When you’re translating or explaining a new piece of research or a research-based idea, you need to keep three dimensions in mind:
- Format/attention span;
- Where existing audiences and target audiences feed; and
- Your audiences’ essential questions — i.e., their curiosity.
It’s not enough to say: “We’re doing a video explainer of our paper.” Why video? For whom? Where will you post it? Why an explainer as opposed to, say, ways to apply your findings to policy?
Tedious, perhaps. Extra work. But you wouldn’t undertake research without knowing how your research question filled a gap in the literature. Why would you undertake research communication without an understanding of how it fills needs for your audiences?
Most researchers grasp that different audiences feed in different places and their strategy has to account for that range of habitats.
They also grasp that they need to spread the wealth around via different formats (some people like video; some people like podcasts) as well as for different attention spans.
But what about the curiosity dimension? How are you answering the questions your audiences will have about your research — well before they ask them?
Jon Fisher, a scientist with the Pew Charitable Trusts and a list member, and colleagues published a paper in Conservation Science and Practice in May on how researchers can reduce many of the barriers decision makers feel they face in using research. Jon also took the various comms products that accompanied the paper’s launch and assembled them into a list of resources.
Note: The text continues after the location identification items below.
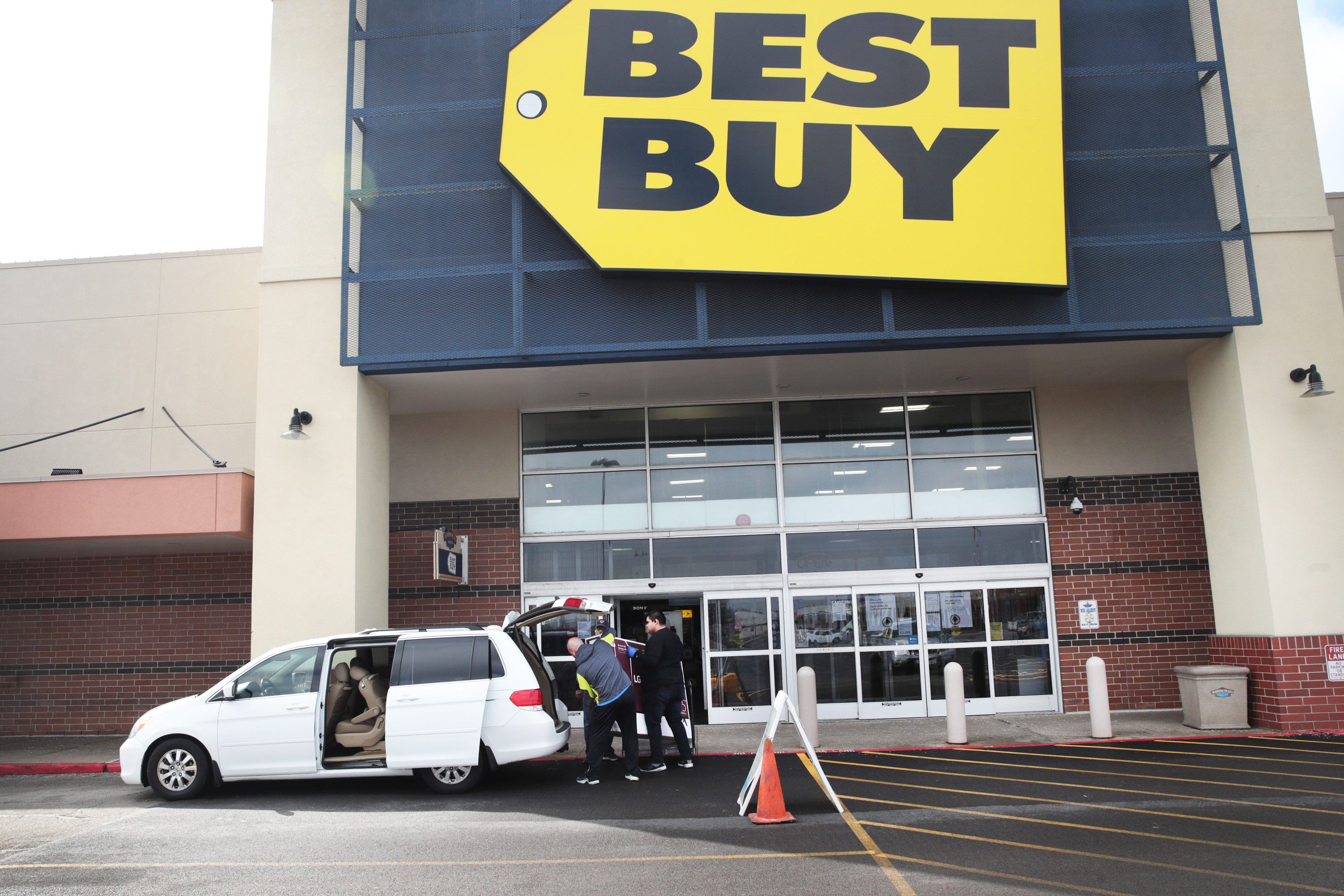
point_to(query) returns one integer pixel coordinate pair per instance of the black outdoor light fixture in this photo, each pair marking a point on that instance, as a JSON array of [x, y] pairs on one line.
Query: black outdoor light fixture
[[1315, 385], [296, 426]]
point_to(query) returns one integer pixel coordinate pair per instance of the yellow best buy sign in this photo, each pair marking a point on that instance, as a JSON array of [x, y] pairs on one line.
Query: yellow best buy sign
[[887, 139]]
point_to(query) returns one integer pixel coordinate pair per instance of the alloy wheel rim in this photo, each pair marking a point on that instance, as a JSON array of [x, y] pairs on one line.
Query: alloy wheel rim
[[452, 774], [177, 770]]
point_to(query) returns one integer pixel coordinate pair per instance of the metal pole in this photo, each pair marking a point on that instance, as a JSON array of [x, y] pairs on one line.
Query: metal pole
[[808, 704], [955, 689], [1098, 700]]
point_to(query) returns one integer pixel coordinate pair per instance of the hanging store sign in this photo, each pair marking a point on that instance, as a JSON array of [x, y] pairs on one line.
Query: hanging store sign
[[882, 139]]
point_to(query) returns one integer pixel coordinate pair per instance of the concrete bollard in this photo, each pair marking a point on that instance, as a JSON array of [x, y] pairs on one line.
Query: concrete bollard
[[1098, 700], [955, 688], [808, 704]]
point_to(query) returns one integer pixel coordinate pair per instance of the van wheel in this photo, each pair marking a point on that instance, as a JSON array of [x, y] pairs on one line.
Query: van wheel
[[179, 769], [453, 780]]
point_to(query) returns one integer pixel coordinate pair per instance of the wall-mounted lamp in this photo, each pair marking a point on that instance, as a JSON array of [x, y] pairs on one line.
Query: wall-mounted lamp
[[1315, 385], [296, 426]]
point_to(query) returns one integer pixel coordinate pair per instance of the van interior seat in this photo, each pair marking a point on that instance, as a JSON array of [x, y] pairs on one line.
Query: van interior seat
[[366, 730]]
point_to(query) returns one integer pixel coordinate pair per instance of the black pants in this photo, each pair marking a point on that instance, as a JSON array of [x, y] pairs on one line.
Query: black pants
[[659, 704], [599, 738]]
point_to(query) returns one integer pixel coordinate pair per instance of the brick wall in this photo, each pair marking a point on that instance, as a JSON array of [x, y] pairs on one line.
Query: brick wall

Jon emailed me recently and asked me how this list might be better organized in an email he was sending to colleagues and stakeholders. As with many resource lists, his original list was grouped by format and time investment:
- The full paper;
- Short summaries of the paper;
- Text interviews; and
- Webinar video.
My first recommendation was to group by time commitment — because that is an essential question your audiences will always have: How much time do I have, and how much do I want to allocate to this? That question will almost always supersede format preference if we have a choice of time commitments.
My later recommendation was to group by essential questions the resources answered — for instance:
- Why did we write this paper? See this interview.
- What are the biggest needs we hope this paper helps meet? See this science brief.
- What are examples of our recommendations in action? See this summary.
Instead of just choosing one option based on our time or format, we now have multiple options based on our curiosity. We’re more likely to engage with more than one of those options, because we likely have more than one question to be answered.
Jon liked my recommendation. Here’s his revised resource list in response.
Why wouldn’t you do a small suite of content like this proactively, for your new research or research-based idea? Even a FAQ? Sample question: “Where does our paper or idea advance the literature or knowledge?” The answer is in your paper, of course — or it should be. But nonspecialists don’t want the answer in the recondite language you use in your paper.
Takeaway: By all means, do your video explainer (if you have the time, money and resources). But don’t forget to ask yourself: What will they be curious about once they encounter my research or idea? And how will my explainer and promotional content cultivate that curiosity into path of engagement and impact?